The catalyst has a turnover number of up to 1,800—more than an order of magnitude higher than previous results.

In 2015, team leader Ken Motokura of Tokyo Tech’s Department of Chemical Science and Engineering and his colleagues found that formate salts show promising catalytic activity. It was this hint that provided the basis for the current study.

Although we did expect formate salts to exhibit good catalytic activity, TBA formate showed much higher selectivity, stability and activity that went beyond our expectations.

—Ken Motokura

In the current study, the researchers found that the catalyst can be made reusable by using toluene as a solvent. They showed that Lewis basic solvents such as N-methylpyrrolidone (NMP) and dimethyl sulfoxide (DMSO) can accelerate the reaction, meaning that the catalytic system is tunable.

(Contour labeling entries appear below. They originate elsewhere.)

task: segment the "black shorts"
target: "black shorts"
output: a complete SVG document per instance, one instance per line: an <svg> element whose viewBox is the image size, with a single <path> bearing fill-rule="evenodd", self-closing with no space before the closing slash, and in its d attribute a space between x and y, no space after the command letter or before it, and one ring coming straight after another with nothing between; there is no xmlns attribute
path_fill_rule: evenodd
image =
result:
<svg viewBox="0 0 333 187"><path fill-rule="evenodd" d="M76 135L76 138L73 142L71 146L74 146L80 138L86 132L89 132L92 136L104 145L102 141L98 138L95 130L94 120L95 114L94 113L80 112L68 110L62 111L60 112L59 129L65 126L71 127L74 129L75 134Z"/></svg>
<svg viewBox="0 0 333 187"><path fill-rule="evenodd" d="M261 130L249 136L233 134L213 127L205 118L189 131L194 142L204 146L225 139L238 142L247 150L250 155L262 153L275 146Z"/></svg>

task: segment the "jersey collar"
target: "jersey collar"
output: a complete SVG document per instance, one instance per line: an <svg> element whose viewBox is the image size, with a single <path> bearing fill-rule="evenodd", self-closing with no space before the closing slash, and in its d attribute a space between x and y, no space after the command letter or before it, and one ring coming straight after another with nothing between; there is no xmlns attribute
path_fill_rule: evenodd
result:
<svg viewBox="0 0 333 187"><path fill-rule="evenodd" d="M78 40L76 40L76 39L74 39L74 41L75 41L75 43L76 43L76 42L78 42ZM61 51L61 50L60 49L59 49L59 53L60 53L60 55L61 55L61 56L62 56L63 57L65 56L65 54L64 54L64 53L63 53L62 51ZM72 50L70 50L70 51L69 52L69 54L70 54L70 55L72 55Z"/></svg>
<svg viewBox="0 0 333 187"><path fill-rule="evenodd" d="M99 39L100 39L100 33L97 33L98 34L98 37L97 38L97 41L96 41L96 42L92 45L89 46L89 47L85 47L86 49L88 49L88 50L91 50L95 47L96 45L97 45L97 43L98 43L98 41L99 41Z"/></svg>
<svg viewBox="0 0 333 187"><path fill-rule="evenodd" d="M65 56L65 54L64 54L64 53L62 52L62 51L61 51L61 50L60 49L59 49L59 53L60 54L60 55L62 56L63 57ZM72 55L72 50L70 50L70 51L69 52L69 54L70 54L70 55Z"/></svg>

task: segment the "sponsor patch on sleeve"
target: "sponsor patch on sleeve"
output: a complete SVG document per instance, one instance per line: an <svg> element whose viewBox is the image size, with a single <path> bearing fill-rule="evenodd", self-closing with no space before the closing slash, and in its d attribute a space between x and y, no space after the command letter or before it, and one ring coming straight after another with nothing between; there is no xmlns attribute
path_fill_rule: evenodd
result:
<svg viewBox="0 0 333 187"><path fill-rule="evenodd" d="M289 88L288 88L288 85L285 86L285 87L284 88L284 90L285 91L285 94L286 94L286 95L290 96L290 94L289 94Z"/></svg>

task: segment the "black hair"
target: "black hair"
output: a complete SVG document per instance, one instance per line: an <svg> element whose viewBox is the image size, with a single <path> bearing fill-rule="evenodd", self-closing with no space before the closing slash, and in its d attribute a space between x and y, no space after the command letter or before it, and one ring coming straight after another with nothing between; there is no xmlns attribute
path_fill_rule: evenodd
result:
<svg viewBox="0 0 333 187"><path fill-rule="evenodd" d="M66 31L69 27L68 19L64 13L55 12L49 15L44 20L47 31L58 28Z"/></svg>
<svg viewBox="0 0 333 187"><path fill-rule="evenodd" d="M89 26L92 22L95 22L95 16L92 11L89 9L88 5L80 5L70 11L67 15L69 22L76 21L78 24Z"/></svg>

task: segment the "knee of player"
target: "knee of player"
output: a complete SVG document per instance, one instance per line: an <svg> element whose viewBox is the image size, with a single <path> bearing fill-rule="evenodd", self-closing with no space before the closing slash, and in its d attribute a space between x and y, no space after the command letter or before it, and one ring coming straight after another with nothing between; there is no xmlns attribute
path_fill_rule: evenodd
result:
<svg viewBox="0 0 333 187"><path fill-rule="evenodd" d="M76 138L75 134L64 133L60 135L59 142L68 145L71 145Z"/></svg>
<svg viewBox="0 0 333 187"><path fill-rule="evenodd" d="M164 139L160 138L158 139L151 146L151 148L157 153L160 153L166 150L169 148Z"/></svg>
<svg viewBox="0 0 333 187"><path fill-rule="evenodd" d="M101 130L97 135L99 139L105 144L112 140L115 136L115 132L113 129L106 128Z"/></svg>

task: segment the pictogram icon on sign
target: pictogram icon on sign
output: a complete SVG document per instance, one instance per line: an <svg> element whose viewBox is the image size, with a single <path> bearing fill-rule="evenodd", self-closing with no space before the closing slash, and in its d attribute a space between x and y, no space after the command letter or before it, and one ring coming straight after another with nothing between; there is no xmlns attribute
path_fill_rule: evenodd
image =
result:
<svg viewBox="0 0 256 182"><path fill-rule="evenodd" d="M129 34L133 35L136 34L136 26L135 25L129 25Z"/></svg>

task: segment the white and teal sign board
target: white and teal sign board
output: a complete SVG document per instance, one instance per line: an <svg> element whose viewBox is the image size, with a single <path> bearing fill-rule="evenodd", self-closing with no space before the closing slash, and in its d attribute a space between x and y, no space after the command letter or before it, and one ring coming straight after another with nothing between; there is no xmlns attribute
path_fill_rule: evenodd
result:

Overall the findings, published in the online edition of the journal ACS Sustainable Chemistry & Engineering, offer a new, environmentally friendly path to reducing CO2 at the same time as yielding industrially important formate products.

Silyl formate can be easily converted to formic acid, which can serve as an important hydrogen carrier, for example, in fuel cells. The high reactivity of silyl formate enables its conversion into intermediates for the preparation of organic compounds such as carboxylic acids, amides and alcohols.

This efficient transformation technique of CO2 to silyl formate will expand the possibilities for CO2 utilization as a chemical feedstock.

—Ken Motokura

The study was supported by a Japan Society for the Promotion of Science (JSPS) Grant-in-Aid for Scientific Research on Innovative Areas and is an exemplary model of the AIST–Tokyo Tech cross-appointment system.

Resources

  • Ken Motokura, Chihiro Nakagawa, Ria Ayu Pramudita, and Yuichi Manaka (2019) “Formate-Catalyzed Selective Reduction of Carbon Dioxide to Formate Products Using Hydrosilanes” ACS Sustainable Chem. Eng. doi: 10.1021/acssuschemeng.9b02172

Comments

Engineer-Poet

I'm suprised to see 24 hours described as "rapid".  Holding an inventory of 24 hours worth of CO2 generation from e.g. a power plant would require enormous volumes.

Other than that, I wonder if this process is selective for CO2.  If the species involved do not react with e.g. methane, this might be usable as a way to separate and capture CO2 from streams like biogas and landfill gas.